Im Halbschlaf grunzte ich, das sei mir gleichgültig und mir täten die Beine so weh, als wäre ich die 42 Kilometer von Marathon nach Athen gerannt, ohne eine Pause einzulegen, aber Volpe war unerbittlich und zog mir die Decke weg, die ich mir gestern noch besorgt hatte und kitzelte mich an den Füßen.

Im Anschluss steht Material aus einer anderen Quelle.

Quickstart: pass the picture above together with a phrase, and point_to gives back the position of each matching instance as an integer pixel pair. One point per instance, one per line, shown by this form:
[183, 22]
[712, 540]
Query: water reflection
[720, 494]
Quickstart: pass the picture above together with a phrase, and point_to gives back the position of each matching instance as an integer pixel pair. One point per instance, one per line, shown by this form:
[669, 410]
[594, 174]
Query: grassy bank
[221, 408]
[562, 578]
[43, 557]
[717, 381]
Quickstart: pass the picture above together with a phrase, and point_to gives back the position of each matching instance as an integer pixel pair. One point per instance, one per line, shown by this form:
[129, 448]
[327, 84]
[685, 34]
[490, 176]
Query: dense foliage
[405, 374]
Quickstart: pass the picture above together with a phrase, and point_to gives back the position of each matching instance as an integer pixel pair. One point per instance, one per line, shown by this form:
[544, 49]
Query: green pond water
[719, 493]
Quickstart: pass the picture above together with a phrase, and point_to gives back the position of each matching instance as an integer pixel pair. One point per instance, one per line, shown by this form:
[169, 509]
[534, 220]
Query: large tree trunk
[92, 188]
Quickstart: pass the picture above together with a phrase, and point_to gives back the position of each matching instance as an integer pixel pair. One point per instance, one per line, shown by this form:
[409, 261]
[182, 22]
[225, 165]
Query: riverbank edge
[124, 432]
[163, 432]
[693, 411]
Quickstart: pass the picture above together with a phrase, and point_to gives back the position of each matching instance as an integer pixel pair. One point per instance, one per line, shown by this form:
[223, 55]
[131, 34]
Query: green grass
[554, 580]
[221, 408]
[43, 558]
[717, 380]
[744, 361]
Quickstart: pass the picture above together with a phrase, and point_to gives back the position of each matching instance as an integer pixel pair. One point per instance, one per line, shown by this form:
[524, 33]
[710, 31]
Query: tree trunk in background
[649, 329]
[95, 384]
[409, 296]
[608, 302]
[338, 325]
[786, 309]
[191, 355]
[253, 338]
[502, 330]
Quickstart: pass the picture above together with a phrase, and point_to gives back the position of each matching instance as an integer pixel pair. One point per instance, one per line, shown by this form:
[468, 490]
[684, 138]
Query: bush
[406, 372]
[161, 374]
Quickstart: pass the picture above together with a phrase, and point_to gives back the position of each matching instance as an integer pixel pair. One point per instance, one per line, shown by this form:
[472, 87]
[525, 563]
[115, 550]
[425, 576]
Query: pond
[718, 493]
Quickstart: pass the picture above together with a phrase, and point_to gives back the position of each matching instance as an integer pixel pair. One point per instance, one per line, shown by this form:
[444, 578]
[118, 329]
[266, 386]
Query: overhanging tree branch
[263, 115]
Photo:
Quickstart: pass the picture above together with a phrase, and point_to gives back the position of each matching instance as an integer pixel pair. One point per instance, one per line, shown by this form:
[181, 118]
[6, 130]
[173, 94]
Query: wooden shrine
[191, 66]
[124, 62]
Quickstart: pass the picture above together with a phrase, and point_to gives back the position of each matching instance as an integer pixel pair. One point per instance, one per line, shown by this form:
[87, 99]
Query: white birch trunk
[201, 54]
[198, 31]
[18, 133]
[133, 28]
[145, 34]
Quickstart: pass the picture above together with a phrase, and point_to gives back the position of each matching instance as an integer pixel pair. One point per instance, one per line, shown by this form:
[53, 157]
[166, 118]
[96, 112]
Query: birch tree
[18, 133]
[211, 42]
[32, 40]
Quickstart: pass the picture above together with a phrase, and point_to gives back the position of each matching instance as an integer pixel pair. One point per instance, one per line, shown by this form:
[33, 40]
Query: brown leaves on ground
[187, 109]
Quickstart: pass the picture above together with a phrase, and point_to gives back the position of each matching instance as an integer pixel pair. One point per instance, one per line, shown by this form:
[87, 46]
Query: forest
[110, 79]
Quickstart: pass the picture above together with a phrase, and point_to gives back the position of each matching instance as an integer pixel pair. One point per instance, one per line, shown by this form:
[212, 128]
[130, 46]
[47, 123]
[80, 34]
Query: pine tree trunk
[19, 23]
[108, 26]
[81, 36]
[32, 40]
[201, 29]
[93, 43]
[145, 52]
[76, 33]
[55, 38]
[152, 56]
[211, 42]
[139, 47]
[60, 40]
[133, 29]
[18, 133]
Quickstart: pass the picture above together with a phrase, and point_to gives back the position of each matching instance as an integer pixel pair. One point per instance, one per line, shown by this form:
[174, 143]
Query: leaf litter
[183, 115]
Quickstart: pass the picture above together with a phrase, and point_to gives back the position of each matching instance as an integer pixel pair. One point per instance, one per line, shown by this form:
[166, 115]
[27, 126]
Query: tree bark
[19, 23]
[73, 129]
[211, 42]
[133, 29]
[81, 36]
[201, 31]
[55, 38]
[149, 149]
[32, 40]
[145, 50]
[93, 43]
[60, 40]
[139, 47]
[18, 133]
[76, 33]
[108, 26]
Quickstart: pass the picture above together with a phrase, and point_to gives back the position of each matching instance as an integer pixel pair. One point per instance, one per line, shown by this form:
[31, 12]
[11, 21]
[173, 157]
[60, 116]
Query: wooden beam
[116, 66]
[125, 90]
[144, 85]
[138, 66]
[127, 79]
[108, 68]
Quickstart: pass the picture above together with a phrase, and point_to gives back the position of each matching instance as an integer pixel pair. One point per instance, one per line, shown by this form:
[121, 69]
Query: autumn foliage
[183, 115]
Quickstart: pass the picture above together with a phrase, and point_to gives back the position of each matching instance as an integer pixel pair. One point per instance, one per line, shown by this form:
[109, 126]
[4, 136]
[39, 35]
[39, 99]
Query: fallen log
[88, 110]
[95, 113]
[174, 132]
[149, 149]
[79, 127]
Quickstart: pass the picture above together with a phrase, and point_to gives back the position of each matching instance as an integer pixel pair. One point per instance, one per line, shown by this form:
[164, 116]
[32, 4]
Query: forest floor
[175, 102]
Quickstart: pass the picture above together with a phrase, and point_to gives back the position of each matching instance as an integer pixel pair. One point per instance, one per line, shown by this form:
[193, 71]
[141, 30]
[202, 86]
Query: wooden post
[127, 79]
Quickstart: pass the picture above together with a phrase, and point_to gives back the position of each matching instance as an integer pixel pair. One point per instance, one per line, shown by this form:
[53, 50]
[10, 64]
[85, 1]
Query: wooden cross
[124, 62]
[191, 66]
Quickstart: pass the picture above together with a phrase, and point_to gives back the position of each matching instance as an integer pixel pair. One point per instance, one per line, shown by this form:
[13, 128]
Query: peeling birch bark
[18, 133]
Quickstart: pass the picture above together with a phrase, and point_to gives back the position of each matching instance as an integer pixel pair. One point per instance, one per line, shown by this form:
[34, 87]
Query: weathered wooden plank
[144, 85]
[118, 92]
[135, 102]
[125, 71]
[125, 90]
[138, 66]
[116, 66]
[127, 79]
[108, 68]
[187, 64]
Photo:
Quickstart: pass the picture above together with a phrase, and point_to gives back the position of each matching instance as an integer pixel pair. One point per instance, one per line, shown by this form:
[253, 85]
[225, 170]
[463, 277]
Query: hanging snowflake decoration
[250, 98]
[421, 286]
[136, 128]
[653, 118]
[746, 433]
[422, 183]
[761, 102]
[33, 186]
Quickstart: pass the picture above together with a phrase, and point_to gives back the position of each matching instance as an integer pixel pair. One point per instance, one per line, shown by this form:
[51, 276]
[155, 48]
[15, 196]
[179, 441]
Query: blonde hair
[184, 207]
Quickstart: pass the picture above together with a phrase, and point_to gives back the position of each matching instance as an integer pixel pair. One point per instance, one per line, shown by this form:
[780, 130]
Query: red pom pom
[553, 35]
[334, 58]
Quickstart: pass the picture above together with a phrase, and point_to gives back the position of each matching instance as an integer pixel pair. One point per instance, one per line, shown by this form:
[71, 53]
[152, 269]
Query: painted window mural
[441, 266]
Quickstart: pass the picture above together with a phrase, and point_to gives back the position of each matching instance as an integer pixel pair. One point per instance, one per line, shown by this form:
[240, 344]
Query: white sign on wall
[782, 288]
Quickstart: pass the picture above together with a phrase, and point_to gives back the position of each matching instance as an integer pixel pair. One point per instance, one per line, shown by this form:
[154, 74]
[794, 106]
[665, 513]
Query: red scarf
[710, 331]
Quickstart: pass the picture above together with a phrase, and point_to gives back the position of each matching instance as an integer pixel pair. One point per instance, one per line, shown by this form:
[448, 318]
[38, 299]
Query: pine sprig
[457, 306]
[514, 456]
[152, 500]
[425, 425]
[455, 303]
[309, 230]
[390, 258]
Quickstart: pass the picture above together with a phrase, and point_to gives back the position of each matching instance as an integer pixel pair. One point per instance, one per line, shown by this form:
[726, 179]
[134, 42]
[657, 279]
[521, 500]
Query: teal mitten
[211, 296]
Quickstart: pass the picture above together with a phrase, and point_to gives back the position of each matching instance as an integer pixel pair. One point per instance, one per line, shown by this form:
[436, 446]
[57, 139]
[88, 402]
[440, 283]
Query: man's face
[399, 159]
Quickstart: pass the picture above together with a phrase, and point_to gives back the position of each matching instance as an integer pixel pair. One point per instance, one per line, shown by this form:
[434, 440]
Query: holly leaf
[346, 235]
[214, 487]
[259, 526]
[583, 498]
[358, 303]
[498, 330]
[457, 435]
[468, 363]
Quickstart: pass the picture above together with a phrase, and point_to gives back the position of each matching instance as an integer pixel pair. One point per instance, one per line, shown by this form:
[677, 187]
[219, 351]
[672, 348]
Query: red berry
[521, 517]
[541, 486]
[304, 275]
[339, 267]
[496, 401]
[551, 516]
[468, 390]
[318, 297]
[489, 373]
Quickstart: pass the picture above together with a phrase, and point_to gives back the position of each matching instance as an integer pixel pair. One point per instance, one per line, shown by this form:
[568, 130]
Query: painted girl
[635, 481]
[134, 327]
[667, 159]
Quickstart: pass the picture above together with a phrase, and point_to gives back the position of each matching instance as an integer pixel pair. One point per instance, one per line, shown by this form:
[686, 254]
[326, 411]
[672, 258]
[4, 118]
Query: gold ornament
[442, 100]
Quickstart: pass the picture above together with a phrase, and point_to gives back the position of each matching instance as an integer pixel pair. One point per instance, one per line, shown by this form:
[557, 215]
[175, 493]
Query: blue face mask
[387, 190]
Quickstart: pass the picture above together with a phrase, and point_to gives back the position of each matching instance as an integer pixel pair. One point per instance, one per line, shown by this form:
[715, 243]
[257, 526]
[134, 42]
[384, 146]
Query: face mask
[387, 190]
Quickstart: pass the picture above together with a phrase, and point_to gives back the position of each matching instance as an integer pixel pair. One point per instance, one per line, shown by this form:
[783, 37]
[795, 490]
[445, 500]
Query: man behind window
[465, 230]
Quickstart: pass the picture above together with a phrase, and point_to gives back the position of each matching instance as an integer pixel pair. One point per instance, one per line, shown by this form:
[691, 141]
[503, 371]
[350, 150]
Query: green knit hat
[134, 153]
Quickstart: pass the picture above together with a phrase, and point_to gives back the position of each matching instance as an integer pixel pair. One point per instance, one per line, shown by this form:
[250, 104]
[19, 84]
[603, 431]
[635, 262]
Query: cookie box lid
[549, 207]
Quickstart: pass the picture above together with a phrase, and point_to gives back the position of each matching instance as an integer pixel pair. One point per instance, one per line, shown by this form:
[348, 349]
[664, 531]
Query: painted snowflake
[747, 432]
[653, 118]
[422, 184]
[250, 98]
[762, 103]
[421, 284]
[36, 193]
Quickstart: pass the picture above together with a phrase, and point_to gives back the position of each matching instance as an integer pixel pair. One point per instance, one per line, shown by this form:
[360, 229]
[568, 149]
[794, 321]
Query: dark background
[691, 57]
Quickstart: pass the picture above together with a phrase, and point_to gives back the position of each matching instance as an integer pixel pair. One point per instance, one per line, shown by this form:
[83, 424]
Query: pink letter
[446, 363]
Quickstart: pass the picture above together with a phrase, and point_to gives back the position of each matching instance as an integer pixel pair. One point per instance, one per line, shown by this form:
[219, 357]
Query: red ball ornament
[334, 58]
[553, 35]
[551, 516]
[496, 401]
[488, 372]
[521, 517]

Ihn leise verfluchend, erhob ich mich also, um mich ins Bad zu schleppen. Unterwegs zitierte ich eine Stelle aus dem Satiricon des römischen Dichters Petronius, der weiland von Kaiser Nero, dem Ungeheuer, zum Selbstmord gezwungen worden war und moserte, »Wasser hat Zähne«, um dann weiter zu maulen:

»Und du Neunmalkluger weißt natürlich schon jetzt, was in der verbliebenen Nacht, die wir verschlafen haben, so alles geschehen ist, oder warst du wieder einmal heimlich unterwegs, statt zu pennen? Ich jedenfalls brauche meine Nachtruhe und sage dir als dein Arzt, dass man ohne hinreichenden Schlaf früher stirbt oder wahnsinnig wird. Du wirst schon sehen.«

»Beeile dich lieber! Wahnsinnig bin ich schon jetzt. Da gibt es nichts mehr zu verderben. Aber es wäre wirklich schön, wenn du dich frisch gemacht hättest, bevor Ambrosio antanzt, um sich mit seinen Neuigkeiten zu brüsten.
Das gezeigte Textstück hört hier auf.